住所 京都市中京区木屋町四条上る TEL 075-221-5264
■営業時間 17:00〜24:00(日)休
「上を向〜いて、歩こ〜…」と先斗町を鼻歌なんぞ謡いながら歩いていると「かげ山」という看板が目に入りました。看板には「おこしやす」と、赤い矢印が路地奥を指していて、思わず「どこやろ〜」と矢印の指す方へと進んでいきました。怪しい路地をずんずんと進み、ドン突きまで来るとまた看板が…さらに矢印の方へ進むとやっとお店の入り口にたどり着きました。

「お〜ここか〜」と嬉しくなって扉を開けると、カウンター奥におでんの味見をしているお母さんが「いらっしゃい」と温かく迎えてくれました。そう「かげ山」はお母さんの作る温か〜い家庭料理のお店なんです。

お母さんが毎日錦市場へお買い物に行き、その日の良いネタを使って愛情いっぱいに料理してくれます。手の込んだ料理じゃないように見えて、2時間ぐつぐつと炊かれた大ぶりのおでん(3コ600円)は上品な薄口でホッとします。
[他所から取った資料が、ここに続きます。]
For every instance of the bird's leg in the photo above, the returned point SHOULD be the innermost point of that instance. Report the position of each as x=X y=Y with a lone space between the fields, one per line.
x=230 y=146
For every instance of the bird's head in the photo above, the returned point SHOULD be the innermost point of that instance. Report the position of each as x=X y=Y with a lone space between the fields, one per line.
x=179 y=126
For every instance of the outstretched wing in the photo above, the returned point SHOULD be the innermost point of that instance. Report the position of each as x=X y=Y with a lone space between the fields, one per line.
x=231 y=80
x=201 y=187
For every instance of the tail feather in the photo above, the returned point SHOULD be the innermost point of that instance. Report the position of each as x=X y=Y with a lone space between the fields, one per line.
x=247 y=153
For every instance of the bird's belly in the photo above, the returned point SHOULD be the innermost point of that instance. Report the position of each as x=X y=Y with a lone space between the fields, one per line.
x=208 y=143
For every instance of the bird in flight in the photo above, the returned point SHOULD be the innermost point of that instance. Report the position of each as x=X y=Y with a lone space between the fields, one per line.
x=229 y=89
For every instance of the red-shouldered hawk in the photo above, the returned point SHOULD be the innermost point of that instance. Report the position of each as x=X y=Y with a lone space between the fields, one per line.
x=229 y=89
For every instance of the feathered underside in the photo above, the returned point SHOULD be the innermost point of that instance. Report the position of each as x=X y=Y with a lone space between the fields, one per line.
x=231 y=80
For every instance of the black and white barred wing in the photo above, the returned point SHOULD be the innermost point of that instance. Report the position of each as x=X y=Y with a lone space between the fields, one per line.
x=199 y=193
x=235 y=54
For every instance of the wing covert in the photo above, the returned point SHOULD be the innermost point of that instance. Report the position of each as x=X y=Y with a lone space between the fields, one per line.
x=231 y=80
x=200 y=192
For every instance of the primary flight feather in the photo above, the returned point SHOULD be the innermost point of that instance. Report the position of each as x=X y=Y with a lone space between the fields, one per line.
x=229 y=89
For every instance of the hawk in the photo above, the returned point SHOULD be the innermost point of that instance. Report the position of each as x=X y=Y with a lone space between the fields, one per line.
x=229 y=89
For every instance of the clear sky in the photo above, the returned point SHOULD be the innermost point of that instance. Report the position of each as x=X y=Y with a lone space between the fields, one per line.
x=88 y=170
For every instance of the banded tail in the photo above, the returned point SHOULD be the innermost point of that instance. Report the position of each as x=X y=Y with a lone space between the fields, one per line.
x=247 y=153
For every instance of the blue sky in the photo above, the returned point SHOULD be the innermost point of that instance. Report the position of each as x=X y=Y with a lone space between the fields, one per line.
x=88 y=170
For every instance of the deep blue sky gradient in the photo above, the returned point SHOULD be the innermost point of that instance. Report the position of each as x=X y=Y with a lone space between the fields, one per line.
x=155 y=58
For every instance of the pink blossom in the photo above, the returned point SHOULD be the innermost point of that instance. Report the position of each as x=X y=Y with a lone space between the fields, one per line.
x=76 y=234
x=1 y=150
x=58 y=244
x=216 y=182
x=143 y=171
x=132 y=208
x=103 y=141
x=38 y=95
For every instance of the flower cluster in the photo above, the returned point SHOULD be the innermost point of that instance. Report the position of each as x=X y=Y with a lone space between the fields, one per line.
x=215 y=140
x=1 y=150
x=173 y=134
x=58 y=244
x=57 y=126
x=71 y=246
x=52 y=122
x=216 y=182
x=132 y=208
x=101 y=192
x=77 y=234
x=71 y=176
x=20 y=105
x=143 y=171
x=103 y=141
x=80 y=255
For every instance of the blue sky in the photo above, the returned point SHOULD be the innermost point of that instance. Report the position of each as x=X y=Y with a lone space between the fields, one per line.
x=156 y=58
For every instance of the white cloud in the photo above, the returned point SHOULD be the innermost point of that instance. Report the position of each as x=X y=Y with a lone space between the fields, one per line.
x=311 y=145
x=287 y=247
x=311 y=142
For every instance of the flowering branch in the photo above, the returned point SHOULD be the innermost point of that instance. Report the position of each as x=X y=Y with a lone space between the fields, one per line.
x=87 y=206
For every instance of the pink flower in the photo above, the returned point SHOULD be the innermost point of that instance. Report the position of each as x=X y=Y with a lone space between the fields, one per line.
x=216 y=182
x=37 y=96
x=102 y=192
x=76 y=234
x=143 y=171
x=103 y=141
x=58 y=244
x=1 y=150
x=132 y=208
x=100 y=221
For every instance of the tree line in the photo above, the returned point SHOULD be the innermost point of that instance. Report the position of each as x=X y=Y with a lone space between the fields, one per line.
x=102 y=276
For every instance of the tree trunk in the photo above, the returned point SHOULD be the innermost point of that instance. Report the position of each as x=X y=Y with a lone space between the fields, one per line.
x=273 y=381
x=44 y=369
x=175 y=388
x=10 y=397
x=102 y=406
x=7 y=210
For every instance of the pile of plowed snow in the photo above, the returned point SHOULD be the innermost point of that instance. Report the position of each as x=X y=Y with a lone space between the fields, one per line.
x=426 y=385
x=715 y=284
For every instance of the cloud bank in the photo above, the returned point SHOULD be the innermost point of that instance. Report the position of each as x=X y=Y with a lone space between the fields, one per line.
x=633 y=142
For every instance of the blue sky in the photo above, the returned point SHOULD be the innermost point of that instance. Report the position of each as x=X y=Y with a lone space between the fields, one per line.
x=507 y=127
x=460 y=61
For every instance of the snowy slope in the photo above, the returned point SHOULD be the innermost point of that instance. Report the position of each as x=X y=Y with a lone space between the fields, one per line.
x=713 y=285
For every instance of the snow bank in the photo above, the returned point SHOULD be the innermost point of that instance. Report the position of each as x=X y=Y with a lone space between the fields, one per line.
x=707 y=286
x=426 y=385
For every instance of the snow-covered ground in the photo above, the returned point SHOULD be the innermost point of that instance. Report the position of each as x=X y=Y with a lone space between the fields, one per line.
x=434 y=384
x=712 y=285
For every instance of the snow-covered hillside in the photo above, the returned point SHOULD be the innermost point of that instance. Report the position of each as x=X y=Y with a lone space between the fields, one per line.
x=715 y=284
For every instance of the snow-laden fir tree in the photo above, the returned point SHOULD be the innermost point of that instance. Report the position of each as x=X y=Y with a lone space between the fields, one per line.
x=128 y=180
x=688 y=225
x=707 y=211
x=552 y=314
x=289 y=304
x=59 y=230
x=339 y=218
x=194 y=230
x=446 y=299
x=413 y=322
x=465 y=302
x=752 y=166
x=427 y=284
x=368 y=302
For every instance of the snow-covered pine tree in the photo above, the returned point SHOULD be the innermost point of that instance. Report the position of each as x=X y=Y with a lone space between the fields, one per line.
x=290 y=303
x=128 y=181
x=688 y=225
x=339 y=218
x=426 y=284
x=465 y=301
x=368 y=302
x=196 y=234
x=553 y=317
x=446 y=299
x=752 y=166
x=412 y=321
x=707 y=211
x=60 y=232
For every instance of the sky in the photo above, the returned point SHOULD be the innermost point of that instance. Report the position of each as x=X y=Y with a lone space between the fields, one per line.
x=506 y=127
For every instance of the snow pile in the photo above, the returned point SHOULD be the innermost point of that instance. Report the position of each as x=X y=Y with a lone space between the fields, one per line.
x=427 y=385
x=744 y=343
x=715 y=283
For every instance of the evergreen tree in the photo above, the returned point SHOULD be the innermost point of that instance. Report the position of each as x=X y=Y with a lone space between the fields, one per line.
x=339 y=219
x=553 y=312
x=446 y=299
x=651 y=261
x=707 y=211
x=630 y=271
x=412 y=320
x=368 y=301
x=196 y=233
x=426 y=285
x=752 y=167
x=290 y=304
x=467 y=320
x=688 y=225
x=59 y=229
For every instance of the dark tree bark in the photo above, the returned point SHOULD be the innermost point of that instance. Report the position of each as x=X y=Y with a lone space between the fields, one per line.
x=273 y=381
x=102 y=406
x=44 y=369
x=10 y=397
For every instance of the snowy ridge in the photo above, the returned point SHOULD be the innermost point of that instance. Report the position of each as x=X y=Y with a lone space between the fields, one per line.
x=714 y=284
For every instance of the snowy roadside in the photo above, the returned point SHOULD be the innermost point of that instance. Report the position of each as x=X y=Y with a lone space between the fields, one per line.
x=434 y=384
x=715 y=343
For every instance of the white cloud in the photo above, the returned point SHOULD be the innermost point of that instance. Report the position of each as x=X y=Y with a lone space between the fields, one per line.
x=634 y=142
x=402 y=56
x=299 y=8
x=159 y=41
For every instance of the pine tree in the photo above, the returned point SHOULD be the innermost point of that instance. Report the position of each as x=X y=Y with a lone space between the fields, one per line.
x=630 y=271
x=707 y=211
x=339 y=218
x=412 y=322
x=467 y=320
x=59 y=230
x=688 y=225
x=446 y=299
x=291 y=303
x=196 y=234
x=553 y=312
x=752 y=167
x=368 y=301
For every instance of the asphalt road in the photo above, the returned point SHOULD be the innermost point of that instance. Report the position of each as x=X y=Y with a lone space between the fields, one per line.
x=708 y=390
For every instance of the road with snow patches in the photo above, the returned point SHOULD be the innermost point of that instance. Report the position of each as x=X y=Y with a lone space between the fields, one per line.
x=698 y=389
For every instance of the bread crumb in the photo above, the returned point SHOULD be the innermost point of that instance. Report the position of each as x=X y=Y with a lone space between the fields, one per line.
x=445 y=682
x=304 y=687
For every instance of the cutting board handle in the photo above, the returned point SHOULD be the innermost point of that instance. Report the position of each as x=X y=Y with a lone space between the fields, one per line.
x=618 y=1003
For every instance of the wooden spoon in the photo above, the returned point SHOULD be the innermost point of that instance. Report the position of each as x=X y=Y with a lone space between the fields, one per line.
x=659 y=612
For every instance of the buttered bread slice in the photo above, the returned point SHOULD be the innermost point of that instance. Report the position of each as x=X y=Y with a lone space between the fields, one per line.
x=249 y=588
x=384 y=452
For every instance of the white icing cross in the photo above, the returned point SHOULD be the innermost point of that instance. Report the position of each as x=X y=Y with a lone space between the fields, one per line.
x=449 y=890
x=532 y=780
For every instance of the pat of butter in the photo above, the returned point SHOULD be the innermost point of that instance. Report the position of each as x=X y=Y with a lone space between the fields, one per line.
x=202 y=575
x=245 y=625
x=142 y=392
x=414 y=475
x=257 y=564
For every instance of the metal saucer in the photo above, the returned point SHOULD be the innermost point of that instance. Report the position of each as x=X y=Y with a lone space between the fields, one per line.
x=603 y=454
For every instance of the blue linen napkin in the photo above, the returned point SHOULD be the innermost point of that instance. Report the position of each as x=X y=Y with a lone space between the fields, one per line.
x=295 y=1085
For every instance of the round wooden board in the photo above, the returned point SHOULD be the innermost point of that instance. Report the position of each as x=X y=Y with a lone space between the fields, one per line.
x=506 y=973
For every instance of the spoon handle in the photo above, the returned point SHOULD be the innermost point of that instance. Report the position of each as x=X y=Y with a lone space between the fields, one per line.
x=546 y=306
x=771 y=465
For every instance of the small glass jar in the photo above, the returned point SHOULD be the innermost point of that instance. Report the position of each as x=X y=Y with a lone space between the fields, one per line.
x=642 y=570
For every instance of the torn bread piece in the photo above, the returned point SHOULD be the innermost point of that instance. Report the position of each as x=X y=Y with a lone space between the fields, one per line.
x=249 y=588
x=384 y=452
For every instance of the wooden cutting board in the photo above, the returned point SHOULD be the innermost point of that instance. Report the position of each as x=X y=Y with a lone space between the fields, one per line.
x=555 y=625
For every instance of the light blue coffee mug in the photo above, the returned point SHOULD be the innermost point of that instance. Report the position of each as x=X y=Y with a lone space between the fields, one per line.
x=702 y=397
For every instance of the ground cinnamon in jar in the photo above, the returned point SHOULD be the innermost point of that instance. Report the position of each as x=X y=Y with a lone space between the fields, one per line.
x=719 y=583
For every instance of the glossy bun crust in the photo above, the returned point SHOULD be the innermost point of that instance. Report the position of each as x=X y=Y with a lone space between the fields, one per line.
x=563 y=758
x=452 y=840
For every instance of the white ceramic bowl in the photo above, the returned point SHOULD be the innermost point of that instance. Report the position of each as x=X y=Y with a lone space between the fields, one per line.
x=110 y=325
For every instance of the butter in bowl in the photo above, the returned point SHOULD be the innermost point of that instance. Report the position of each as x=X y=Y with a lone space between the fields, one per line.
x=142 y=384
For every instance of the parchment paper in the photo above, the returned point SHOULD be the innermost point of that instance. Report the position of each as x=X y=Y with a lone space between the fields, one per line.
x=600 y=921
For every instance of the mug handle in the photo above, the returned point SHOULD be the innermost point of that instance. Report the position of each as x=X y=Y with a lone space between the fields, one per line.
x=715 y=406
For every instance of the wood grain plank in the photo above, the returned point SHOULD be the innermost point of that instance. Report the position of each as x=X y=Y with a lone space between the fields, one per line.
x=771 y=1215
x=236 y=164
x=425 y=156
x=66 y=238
その中でも珍しいのが殻付きの玉子で、お母さんが「熱いからむいてあげよ」と殻をむいてくれるのがとっても嬉しかったりして…。またお母さんお手製のタレで焼く、錦「鳥せい」さんの地鶏の焼き鳥(3本700円)も、これまた絶品で、何本でもいけちゃいます。串カツ(5本800円)も注文を受けてからネタを串にさし、揚げ出します。お母さんの優しい思いがいっぱい詰まったご馳走はちょっと家では味わえない晩ご飯です。

「かげ山」は温かい本当にお家のような空間で、お母さんはお客さんみんなのお母さんなんです。
ちなみにカウンター奥のキープボトルとカラオケは以前バーをしていた時のもので、その時からの常連さんがず〜と今でも「お母さん」と親って来るのです。毎年その常連さんは母の日や誕生日に花やプレゼントを持ってきてくれるという、「かげ山」のお母さんは「先斗町のお母さん」としてみんなに愛されているのです。

「殻むいたげよ」「ご飯食べていきよし」など、お母さんの優しさは、大の大人も子供になって、ついつい甘えちゃいたくなるんです。お店のお客はみんな仲良しで、お母さんを囲んでご飯を食べて、飲んで歌ってと家族のよう。看板につられて来てみたけども、なんとも温かいアットホームなお母さんのお店でした。